In the opening piece, Tendrils, Monder is wandering through a space of peculiar silences and miraculous reverbs leading into the serene, sunlight flooded melodicism of Richard Rodgers and Oscar Hammerstein’s Oh, What A Beautiful Day (“There’s a bright golden haze on the meadow/ … / All the sounds of the earth are like music/ … / I’ve got a beautiful feeling/ Everything’s going my way”). Monder and the late Paul Motian (the tracks were him were recorded in sessions in 2010) render a crossfading multidimensional version of the evergreen. Its gentle melody becomes dusted by a cosmic sound storm that enshrouds the very essence of the song. The subsequent piece, Tumid Cenobite, with its dark tone and swelling sound characteristics justly got its funny title. Gamma Crucis also performed on electric baritone guitar with Pete Rende on synthesizer and Andrew Cyrille on drums wafts its swathes of sound into wider cosmic star spaces.

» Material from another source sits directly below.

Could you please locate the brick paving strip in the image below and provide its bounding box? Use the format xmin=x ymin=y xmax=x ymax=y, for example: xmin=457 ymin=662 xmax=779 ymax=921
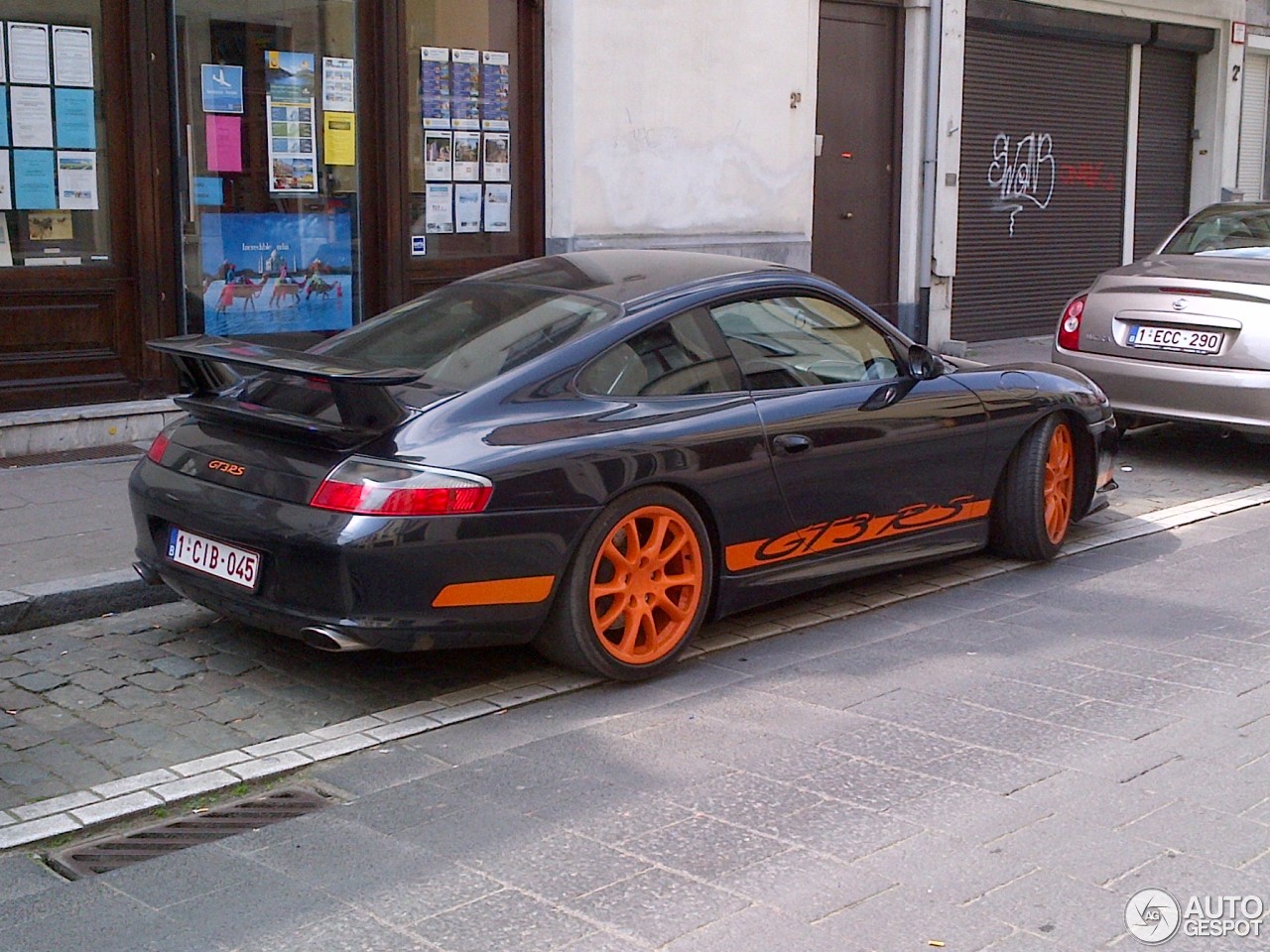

The album goes to old Egyptian beer, Zythum, next and to the fictitious venomous and menacing-looking plants called triffids. Triffids, a duo with drummer Paul Motian, is about overgrowing forms again. Hematophagy (feeding from blood) and Dinosaur Skies complete the eight pieces cycle of the album. Hematophagy is no ambient music. Monder plays with a simple series of tones here, tones clustering as small islands of an archipelago and connected via a special dramaturgy instead of a straightforward horizontal progression. Andrew Cyrille’s percussion especially in the second part is an impressing example of deep end spiritual drama. In Dinosaur Skies as the title already indicates Monder turns towards panorama-view with fire spitting roaring animal monsters. Although Monder is not caught in clichés at all, in this piece the listener could discern some far echoes of Morricone’s music for the western Once Upon A Time In The West. Amorphae inherits a deeper unity created by a unique musical voice. Monder is very much his own man matured along a long series of intriguing collaborations manifested in a larger number of impressing and memorable albums. That distinguished line is both prolonged and reinforced by this very satisfying album.